Minorenne molestata, giovane nei guai

5 Aprile 2017

Pm e parte civile chiedono il rinvio a giudizio per un romeno poi fuggito all’estero. I fatti risalgono al 2013

L’AQUILA. È approdata in udienza preliminare una vicenda riguardante un presunto caso di molestie a una minorenne.

I fatti si riferiscono al 2013 e sarebbero avvenuti in un paese che si trova nella zona Ovest dell’area aquilana che non è possibile indicare per tutelare la riservatezza della giovane. Nel mirino un ragazzo straniero, da poco maggiorenne già all’epoca dei fatti, F.C., originario della Romania.

L’accusato avrebbe in qualche modo indotto la minorenne a entrare nella sua macchina e lì avrebbe commesso la molestia, comportamento che rientra nella fattispecie della violenza sessuale.

Le indagini fatte dai carabinieri furono abbastanza rapide e, sulla scorta delle informazioni fornite anche dalla parte lesa, si arrivò a incriminare il sospettato.

Questi, però, ebbe tutto il tempo di allontanarsi dall’Italia e per un certo tempo di lui non si seppe più nulla.
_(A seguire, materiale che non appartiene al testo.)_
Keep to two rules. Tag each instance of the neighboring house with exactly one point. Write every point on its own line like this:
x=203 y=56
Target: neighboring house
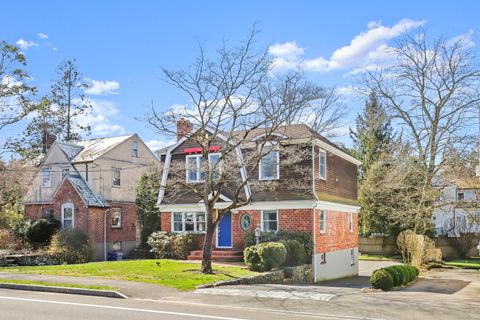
x=328 y=209
x=461 y=210
x=91 y=185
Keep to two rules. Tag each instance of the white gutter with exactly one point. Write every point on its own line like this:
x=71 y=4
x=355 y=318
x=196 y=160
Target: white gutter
x=105 y=235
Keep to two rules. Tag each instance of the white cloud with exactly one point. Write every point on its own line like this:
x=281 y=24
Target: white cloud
x=363 y=46
x=100 y=118
x=99 y=88
x=24 y=45
x=159 y=144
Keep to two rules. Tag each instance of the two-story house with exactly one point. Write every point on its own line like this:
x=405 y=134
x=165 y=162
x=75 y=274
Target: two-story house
x=326 y=208
x=91 y=185
x=460 y=209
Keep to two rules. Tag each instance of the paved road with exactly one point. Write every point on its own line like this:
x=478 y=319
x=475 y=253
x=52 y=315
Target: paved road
x=21 y=305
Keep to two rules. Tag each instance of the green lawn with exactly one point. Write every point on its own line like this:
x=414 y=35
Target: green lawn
x=57 y=284
x=373 y=257
x=464 y=263
x=171 y=273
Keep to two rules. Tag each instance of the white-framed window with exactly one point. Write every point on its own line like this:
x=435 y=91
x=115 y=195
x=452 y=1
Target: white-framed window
x=188 y=222
x=116 y=218
x=350 y=221
x=323 y=258
x=116 y=177
x=269 y=220
x=135 y=148
x=65 y=171
x=213 y=159
x=46 y=178
x=269 y=167
x=323 y=221
x=68 y=216
x=194 y=168
x=322 y=164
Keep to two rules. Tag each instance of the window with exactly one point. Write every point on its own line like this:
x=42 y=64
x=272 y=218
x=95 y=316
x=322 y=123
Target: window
x=188 y=222
x=48 y=212
x=194 y=166
x=323 y=258
x=46 y=178
x=116 y=218
x=323 y=221
x=322 y=166
x=134 y=149
x=213 y=159
x=270 y=220
x=68 y=216
x=350 y=221
x=269 y=168
x=116 y=178
x=117 y=246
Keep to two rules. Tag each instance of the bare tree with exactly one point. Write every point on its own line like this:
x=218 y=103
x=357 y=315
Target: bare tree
x=233 y=100
x=431 y=89
x=15 y=103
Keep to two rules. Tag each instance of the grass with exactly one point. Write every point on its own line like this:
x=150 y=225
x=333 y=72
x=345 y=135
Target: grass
x=464 y=263
x=58 y=284
x=171 y=273
x=374 y=257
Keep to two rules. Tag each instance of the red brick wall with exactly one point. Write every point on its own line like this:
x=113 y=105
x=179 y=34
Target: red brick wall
x=337 y=235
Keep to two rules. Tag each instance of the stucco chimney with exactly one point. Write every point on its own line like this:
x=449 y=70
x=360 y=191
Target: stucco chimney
x=184 y=127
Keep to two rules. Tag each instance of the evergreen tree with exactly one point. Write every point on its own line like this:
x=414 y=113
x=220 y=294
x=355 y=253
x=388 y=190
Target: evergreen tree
x=373 y=134
x=146 y=201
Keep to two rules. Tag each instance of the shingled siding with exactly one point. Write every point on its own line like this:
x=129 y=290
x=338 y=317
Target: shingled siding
x=341 y=179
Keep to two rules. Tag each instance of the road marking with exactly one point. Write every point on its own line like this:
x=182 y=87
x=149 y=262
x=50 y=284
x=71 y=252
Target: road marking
x=302 y=313
x=193 y=315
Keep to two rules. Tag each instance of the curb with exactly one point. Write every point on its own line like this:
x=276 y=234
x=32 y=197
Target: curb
x=80 y=291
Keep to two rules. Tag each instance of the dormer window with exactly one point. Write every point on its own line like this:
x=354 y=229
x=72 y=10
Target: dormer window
x=46 y=178
x=322 y=164
x=134 y=148
x=269 y=168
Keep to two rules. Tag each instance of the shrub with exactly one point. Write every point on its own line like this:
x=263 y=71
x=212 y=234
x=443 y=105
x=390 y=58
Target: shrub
x=272 y=254
x=41 y=231
x=72 y=246
x=182 y=245
x=166 y=245
x=305 y=238
x=396 y=275
x=381 y=279
x=295 y=253
x=252 y=259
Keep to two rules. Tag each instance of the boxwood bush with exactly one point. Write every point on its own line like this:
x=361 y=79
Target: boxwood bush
x=269 y=255
x=400 y=275
x=296 y=254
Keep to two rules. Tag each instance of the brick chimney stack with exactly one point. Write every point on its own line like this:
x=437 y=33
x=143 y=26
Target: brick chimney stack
x=184 y=127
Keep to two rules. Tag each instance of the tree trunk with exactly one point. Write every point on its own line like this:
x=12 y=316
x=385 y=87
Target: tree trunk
x=207 y=245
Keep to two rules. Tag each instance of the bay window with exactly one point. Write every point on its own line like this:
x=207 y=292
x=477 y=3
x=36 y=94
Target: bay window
x=188 y=222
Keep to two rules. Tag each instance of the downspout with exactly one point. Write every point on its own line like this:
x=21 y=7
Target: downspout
x=314 y=260
x=105 y=234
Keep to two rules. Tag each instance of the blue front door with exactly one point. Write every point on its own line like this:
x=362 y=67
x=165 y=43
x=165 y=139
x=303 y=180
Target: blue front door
x=224 y=231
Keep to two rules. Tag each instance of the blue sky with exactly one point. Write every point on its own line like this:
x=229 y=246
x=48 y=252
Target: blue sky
x=121 y=46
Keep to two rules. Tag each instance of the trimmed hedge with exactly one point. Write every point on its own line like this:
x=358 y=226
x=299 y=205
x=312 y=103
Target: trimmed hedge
x=268 y=256
x=399 y=274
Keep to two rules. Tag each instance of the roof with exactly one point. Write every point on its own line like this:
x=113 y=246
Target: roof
x=92 y=149
x=90 y=198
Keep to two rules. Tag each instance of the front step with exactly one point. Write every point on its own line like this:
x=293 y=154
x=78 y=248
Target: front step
x=218 y=255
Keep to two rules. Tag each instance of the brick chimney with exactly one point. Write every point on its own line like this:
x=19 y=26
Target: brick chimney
x=184 y=127
x=47 y=141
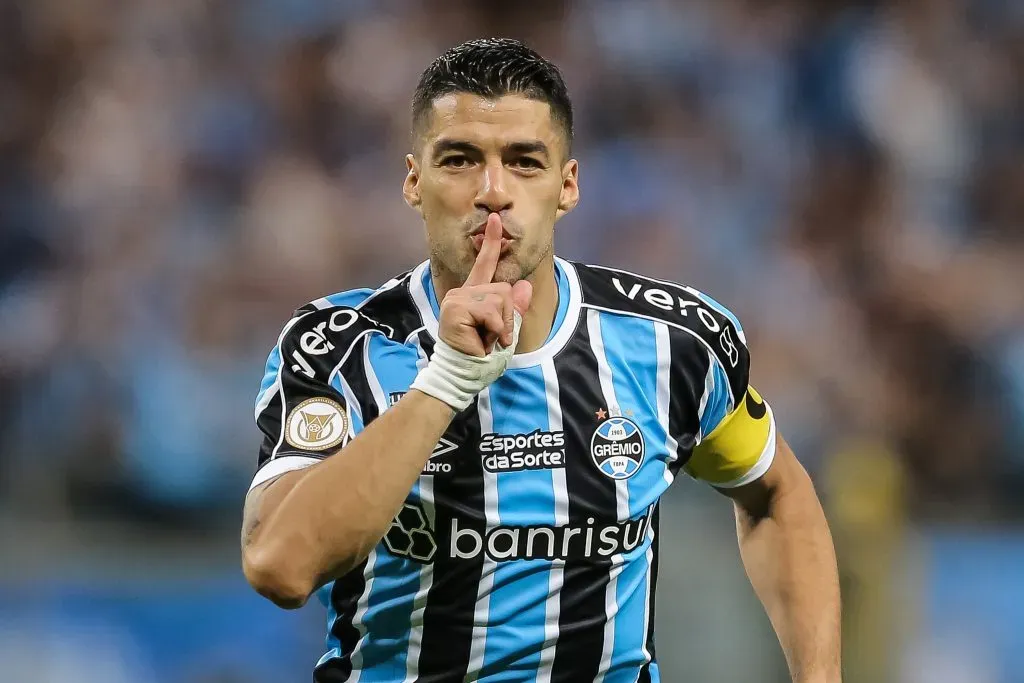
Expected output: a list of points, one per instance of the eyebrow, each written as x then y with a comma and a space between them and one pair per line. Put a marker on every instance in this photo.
521, 147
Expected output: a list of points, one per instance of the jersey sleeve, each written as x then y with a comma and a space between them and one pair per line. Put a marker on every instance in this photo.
735, 441
301, 413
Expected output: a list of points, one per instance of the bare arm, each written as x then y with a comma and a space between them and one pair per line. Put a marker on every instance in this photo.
788, 555
306, 527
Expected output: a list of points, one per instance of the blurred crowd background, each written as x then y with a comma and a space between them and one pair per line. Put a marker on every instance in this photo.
176, 177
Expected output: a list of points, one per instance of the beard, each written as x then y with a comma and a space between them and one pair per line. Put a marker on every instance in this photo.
453, 261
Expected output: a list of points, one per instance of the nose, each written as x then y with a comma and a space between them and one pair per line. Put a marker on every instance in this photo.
494, 196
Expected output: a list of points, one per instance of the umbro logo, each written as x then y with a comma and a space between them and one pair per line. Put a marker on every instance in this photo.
438, 463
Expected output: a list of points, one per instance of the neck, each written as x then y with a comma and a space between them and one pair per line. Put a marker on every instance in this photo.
537, 322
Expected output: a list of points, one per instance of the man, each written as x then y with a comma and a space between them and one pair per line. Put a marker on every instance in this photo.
467, 462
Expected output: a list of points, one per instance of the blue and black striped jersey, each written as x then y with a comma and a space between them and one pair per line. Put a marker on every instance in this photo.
527, 550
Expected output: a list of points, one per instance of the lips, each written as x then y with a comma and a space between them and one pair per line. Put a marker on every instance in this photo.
479, 230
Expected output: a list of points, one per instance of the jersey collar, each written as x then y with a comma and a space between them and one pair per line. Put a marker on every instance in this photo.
569, 303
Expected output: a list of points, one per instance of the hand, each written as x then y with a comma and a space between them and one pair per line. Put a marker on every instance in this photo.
480, 312
478, 329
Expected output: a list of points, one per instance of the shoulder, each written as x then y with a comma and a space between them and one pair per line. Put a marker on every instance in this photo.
322, 333
687, 311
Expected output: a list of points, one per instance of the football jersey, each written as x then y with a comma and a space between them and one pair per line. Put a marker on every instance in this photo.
527, 549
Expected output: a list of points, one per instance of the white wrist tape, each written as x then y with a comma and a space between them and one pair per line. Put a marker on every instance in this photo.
456, 378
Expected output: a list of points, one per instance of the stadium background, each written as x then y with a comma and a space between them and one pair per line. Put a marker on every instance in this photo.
175, 177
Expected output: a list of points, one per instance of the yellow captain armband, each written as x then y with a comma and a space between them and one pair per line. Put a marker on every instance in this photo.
740, 449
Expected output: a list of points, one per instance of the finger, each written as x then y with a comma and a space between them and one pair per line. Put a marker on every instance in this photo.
522, 293
488, 318
508, 316
491, 250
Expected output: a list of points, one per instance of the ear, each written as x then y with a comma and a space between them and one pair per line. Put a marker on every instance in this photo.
569, 195
411, 187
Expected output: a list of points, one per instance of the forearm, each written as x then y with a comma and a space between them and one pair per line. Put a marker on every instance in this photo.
788, 555
320, 527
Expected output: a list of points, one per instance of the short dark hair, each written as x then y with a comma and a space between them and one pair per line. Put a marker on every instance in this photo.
492, 68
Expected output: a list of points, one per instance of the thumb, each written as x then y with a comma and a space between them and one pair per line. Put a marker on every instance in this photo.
522, 292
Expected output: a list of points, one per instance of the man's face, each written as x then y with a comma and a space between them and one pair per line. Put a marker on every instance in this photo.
478, 157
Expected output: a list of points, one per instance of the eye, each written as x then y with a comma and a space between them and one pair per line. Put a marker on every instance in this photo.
527, 162
456, 161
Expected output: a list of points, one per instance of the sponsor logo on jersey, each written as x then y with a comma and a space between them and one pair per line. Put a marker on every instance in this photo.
437, 464
617, 447
316, 424
517, 543
681, 302
514, 453
410, 535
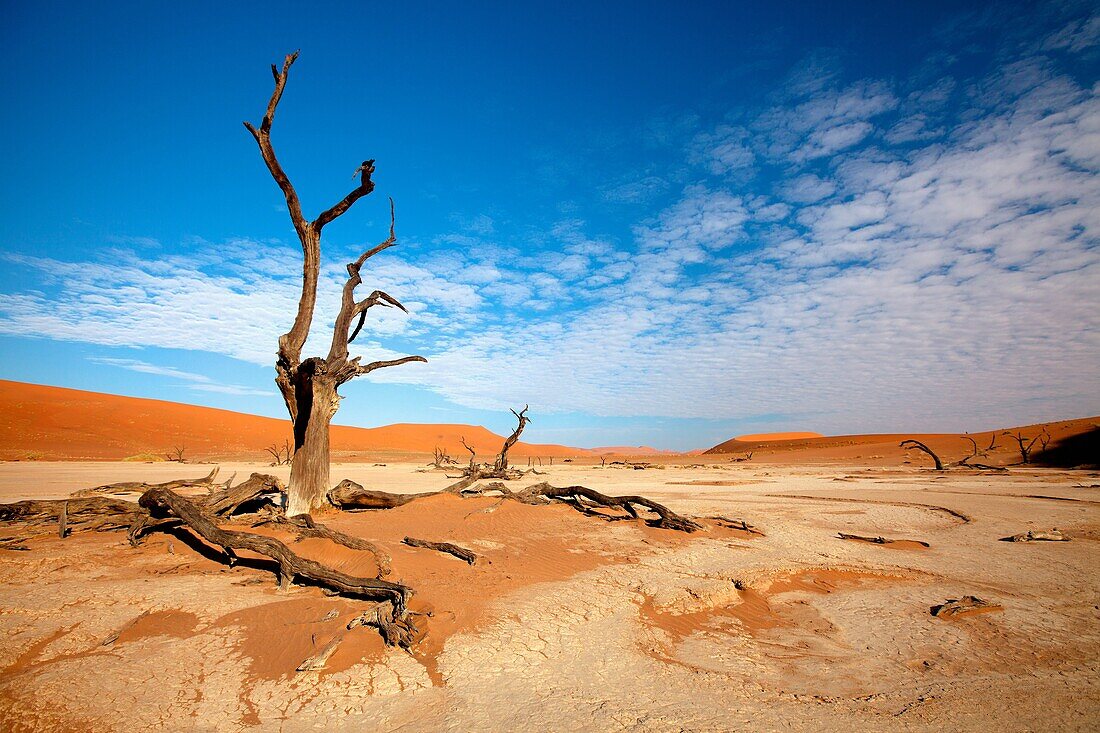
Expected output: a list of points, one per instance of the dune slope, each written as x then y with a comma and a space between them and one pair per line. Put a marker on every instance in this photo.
52, 423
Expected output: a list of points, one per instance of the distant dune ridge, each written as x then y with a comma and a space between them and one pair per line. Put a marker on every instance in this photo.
1069, 442
59, 424
48, 423
777, 436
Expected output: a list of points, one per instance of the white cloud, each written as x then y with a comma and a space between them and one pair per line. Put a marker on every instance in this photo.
910, 269
199, 382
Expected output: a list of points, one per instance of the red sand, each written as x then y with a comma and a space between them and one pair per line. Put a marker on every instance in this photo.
884, 450
777, 436
58, 424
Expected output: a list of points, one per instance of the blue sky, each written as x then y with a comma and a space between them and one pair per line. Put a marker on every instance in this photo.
656, 223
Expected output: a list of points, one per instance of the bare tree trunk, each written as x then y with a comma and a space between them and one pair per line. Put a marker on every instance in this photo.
309, 472
502, 460
309, 386
924, 448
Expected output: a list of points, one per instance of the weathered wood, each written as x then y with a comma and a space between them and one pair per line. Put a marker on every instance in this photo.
306, 526
309, 386
396, 630
878, 540
351, 495
226, 501
160, 502
965, 605
448, 548
141, 487
922, 447
502, 459
1034, 536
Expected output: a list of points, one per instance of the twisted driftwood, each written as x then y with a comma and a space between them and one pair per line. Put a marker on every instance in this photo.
921, 446
447, 548
161, 502
350, 495
141, 487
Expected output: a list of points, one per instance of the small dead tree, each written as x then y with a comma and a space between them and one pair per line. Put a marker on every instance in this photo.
176, 455
502, 461
281, 455
310, 386
441, 459
920, 446
473, 453
974, 450
1025, 447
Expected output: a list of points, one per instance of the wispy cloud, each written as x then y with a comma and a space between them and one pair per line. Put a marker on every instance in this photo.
870, 252
194, 381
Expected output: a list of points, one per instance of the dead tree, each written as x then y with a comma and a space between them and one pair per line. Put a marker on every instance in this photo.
282, 455
921, 446
502, 461
310, 386
473, 453
974, 450
176, 455
1025, 447
441, 459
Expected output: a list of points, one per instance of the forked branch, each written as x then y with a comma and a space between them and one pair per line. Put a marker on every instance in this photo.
502, 460
922, 447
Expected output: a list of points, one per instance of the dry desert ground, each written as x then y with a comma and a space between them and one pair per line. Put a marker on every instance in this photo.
569, 622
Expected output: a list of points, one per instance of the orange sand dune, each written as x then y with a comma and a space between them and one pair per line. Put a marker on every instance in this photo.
58, 424
633, 450
777, 436
1070, 442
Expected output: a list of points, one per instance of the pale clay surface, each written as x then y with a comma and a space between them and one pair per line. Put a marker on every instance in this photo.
578, 655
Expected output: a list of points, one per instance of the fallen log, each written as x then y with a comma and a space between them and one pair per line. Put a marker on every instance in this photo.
228, 500
1034, 536
541, 493
306, 526
880, 539
447, 548
160, 502
351, 495
141, 487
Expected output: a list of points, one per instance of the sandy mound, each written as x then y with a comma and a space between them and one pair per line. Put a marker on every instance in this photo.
1071, 442
57, 424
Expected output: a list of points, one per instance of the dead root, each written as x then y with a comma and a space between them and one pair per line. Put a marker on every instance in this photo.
447, 548
589, 501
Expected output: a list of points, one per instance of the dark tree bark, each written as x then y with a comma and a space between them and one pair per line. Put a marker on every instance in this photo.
921, 446
310, 386
1025, 447
502, 460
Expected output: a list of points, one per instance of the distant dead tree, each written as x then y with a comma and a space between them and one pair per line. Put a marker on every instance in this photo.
176, 455
281, 455
473, 453
502, 460
499, 467
441, 459
310, 386
920, 446
1025, 444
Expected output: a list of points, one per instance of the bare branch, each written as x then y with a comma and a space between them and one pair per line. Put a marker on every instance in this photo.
921, 446
365, 186
502, 460
263, 139
348, 306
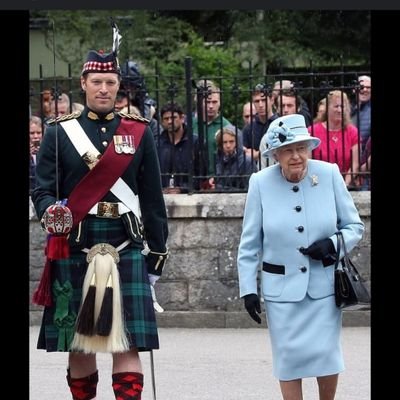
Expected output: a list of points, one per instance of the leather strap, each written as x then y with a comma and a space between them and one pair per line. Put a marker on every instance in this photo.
98, 181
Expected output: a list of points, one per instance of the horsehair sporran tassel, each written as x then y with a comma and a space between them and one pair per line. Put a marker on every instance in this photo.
104, 321
85, 320
104, 258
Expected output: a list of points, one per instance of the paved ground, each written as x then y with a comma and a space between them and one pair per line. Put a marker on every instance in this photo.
207, 364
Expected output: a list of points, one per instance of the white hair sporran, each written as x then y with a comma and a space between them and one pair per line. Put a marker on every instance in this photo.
100, 325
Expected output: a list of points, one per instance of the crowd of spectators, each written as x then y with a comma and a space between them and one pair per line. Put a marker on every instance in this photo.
219, 156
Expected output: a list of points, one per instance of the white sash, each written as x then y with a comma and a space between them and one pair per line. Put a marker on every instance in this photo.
82, 145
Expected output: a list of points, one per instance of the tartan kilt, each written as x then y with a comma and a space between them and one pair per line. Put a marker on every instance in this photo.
67, 276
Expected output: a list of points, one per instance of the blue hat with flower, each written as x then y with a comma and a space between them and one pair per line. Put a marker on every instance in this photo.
287, 130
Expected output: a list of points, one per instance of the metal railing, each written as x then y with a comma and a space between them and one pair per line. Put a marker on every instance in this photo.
311, 85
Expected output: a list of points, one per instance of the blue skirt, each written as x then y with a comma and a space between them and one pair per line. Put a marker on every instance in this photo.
305, 338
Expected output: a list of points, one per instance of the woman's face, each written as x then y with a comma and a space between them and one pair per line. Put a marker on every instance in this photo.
293, 160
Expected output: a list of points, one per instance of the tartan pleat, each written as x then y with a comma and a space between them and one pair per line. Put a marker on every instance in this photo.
138, 311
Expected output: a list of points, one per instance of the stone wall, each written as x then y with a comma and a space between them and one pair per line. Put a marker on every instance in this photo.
199, 286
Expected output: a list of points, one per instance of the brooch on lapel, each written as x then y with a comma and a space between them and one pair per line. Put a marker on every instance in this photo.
314, 180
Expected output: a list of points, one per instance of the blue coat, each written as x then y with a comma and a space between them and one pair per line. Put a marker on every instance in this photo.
280, 217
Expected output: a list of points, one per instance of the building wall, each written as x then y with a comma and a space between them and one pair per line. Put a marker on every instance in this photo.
199, 285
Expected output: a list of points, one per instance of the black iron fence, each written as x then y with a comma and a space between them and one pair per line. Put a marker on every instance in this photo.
310, 85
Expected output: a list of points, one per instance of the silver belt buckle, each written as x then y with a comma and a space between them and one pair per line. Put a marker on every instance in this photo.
106, 209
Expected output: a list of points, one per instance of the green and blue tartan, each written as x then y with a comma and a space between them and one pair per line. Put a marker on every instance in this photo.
67, 276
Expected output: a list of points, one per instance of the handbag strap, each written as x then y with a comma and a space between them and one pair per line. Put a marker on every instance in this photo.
338, 248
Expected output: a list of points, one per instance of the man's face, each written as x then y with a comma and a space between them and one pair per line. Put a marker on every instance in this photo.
365, 90
286, 105
121, 102
212, 105
101, 90
172, 121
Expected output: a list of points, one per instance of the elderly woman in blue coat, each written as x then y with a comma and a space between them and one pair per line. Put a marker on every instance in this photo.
293, 210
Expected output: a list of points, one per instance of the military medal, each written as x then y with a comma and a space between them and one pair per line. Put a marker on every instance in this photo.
124, 144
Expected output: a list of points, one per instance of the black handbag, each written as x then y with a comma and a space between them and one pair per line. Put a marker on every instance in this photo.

Più in là, dopo ricerche fatte a livello di Interpol, il giovane fu anche rintracciato e preso in un Paese straniero, tuttavia fu rilasciato per difetti di natura procedurale che, probabilmente, gli evitarono guai giudiziari maggiori.

Questo, però, non ha fermato il proseguimento dell’indagine penale e la Procura della Repubblica ha chiesto il rinvio a giudizio che ieri mattina è stato discusso in occasione dell’udienza preliminare davanti al giudice Giuseppe Romano Gargarella e forse già oggi si potrebbe conoscere la decisione sul processo o il proscioglimento.

Nel corso del procedimento il sospettato è stato assistito dall’avvocato Fabio Alessandroni mentre la parte civile, che ha invocato il rinvio a giudizio in analogia con la rappresentante della Procura, Antonietta Picardi, è stata tutelata dall’avvocato Vincenzo Cipolletta. In caso di condanna pronta una richiesta di danni morali e materiali.